Great question. Yes you can use Xcalar to determine if two tables are identical. Several GBs per table is no problem, sizewise. Here’s how:
- Add your Excel file as a data source, name the new table ExcelTab.
- Add a column to your Excel file by right-clicking on a column header and selecting Add a column → On the Right/Left. Name it InExcel.
- Assign a string value of “Excel” to InExcel using the Formula Bar formula =map(string(“Excel”)).
- Repeat the above steps to your Xcalar modeling dataflow output table, creating a column InXcalar with value Xcalar.
- If you have a common primary key field in the two tables, right-click on the key field's column from XcalarTab, and select Join....
- Choose the Join Type: Full Outer Join.
- Select ExcelTab as the 2nd table. Select the column in ExcelTab that matches the column in XcalarTab.If you do not have a primary key, instead, you will need to join all of the columns in the table, except InExcel and InXcalar. Select the Add Another Clause icon and add the 2nd column from XcalarTab and ExcelTab. Repeat the previous step for all columns in XcalarTab and ExcelTab except InXcalar and InExcel.
- Click NEXT.
- Type in the name for your new table and click JOIN TABLES.
- Next, right click on the InXcalar column in your new table and select Filter..., and select Filter Function: neq and Operand 2(b) as Xcalar. Click the + Additional Condition icon and add a second filter so that InExcel is not equal to Excel. Confirm that the two clauses are combined using the logical OR operation and click FILTER. This removes all rows that are in both tables, XcalarTab and ExcelTab.

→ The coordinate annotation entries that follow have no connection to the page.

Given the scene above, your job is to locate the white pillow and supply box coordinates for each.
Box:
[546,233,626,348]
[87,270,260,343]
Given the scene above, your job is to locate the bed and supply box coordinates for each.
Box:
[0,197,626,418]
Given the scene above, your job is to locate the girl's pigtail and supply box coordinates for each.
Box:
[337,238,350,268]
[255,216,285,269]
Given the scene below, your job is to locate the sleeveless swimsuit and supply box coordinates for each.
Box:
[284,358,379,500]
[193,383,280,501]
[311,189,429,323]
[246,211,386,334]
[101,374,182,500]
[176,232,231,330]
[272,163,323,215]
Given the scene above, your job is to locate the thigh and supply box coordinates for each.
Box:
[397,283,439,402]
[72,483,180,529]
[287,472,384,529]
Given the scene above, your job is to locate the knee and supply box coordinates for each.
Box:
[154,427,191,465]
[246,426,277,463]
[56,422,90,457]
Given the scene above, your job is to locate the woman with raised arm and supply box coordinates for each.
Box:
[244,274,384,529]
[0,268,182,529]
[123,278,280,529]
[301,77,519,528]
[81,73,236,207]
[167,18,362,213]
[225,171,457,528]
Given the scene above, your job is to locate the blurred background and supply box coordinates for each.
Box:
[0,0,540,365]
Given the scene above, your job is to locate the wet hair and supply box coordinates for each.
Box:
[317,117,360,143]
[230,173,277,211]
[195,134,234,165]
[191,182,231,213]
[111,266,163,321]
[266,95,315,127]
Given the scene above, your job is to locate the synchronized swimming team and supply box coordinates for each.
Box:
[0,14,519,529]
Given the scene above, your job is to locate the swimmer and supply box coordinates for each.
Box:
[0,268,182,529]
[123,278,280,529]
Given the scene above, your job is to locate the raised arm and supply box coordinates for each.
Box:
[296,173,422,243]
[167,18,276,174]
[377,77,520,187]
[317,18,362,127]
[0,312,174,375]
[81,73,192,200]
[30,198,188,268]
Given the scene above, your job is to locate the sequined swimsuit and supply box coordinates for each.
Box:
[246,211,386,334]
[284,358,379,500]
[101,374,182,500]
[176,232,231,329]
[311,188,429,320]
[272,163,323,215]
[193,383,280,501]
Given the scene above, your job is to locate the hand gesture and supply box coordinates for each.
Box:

- If any rows remain, then the two tables are not identical. You will notice that remaining rows will have the value FNF (field not found) in either the InExcel or InXcalar column. This means that when the table was joined, this row came from the Excel or Xcalar table, and there was no equivalent row in the table with the FNF value.
This process also identifies each difference between the two tables.
Note: This operation is memory intensive, but shouldn’t pose a challenge for your Xcalar cluster. If you run into any concerns with memory, schedule a time to execute this operation when the rest of your team has suspended their Xcalar Workbooks.
Let me know if you have any questions regarding this.